A lot of people gave a lot of very helpful suggestions, I’ll do my best to answer each question and concern and address all of the points:
@oddbot: all of those are really inspiring! Thanks, since I’m building a body of work I’ll have many more robots to create – once I get a better handle on robotics and “how stuff ticks” I’ll get into some of the more advanced robotics. Or at least, increase my confidence to do more of what you described.
@Nills: Yeah, it’s technically a printer. However I’m hesitant to just salvage a printer and use it to print random images. Yes, I could do this, but there are conceptual reasons for making it appear to look like an assembly line, conceptual reasons to the randomness, conceptual reasons to the ink dripping on it. It’s a convinient solution! Just not the solution I’m looking for. As for size, I’m unsure. Chances are I will be using a thick 10-12inch of 80weight (maybe less, if it doesn’t fold right on the roller) long sheet of paper. The length mostly depends on what rollers I get - I’m very much doing a recycled motif (which is great for me, because I’m a broke college student), so I’m considering just using paper towel rolls.

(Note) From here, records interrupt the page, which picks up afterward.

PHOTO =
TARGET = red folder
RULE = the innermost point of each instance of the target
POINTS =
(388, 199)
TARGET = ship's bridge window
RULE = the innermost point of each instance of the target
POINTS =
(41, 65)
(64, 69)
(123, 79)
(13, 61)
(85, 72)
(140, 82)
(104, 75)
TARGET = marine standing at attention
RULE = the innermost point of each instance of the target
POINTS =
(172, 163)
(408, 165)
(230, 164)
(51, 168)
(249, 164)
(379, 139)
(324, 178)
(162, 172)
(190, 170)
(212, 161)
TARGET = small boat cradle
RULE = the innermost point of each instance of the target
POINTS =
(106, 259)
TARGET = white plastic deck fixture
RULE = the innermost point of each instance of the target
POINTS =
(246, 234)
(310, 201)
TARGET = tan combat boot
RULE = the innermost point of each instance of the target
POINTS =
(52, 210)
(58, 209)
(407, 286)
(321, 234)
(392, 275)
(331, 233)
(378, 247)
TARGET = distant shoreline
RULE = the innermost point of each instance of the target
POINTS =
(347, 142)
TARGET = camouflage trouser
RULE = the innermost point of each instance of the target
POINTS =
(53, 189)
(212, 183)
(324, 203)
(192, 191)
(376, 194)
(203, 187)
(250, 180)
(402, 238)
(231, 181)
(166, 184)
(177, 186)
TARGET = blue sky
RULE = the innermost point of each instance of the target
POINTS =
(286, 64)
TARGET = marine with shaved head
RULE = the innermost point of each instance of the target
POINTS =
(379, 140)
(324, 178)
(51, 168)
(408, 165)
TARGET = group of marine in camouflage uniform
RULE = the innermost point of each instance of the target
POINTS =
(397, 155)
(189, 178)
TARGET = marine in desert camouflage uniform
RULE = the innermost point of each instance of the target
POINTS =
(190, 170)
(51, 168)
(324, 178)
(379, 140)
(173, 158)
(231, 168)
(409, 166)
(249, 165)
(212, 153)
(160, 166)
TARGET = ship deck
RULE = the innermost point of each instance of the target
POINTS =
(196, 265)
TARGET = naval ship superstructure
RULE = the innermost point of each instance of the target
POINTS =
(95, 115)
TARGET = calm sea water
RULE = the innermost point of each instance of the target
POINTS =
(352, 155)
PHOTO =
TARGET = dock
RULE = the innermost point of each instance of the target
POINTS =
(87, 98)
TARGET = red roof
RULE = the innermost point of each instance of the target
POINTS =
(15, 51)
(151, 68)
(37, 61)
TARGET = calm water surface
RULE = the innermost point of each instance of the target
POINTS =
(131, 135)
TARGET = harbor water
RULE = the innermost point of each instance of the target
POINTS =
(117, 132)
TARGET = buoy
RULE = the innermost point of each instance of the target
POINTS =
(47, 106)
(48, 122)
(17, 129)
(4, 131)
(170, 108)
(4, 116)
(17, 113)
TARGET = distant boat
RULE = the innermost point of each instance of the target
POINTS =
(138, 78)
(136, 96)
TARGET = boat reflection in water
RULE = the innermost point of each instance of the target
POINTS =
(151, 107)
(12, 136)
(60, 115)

@birdmum: All fantastic advice. The motor that controlls the rotors shouldn’t need any type of control aside from “ON” and “OFF”. I considered having it move the paper back and forth randomly as well, however I’ll have to see the initial results of the printer to see if they’re asthetically appealing before I go forward with that plan.
As for a microcontroller, yeah, that’s probably a smart idea. I’ve been recommended Arduino so I’ll go forward with Arduino. I’ve already done some research on it so it’s best anyways.
For the randomness, if I could just write a psuedo random number generator with Arduino, which is easily accomplishable I imagine I can just do that instead of using a light sensor or a white-detecting sensor. I’ll put that into play with some more interactive pieces later.
@Gareth: At the moment I’m just thinking a linear printer, not necessarily XY. If an XY printer is easily accomplishable it may add some more interesting results to the completed pieces, but I’m taking it easy for this first one.
Problems I envision:
Getting the paper to move on the roller. In my mind, easily solvable by having two rollers squeeze and pull the paper.
The paper getting too wet to have the pen draw on the paper. I can always just use a thin prismacolor marker, which shouldn’t need as much pressure on the paper. That’d solve that.
Getting the ink to drip. This is my main problem. If I just have them in stationary water bottles above the paper, there won’t be any color variation and it will be boring. Also, the change in pressure as ink drains from the bottles might cause the drip to stop, which isn’t preferable. Do I need these on another movable belt, with some way for the machine to know when to release some ink from a random bottle at random intervals? This seems like a tall order. Maybe I should just keep it the way I envisioned it. I would load up pre-loaded colored paper, but I want the ink to randomly overlap with the pen. Maybe I’m thinking outloud, but at this point it’s a “is this even possible without being enormously complicated” for the ink to have any sort of variation.
The pen being XY instead of just linear. I’m not sure if I want this but now that I think about it it will add a lot of creativity to the piece. Is this easily achievable or should I not bother for my first creation?
I guess what I’m looking for at this point is just a yes or no if this won’t work, or if my ideas will work. A shopping/scavanging list would be helpful but obviously some things will/won’t work and I’ll have to adjust what I purchase because of that. From my understanding, I should start with: an Arduino Board, Bread Board, some resistors, some diodes, some transistors, and maybe an h-bridge for the roller.
Once again thanks for the help everyone. I can’t wait to get my hands dirty, problem solve, and post photos of the installation.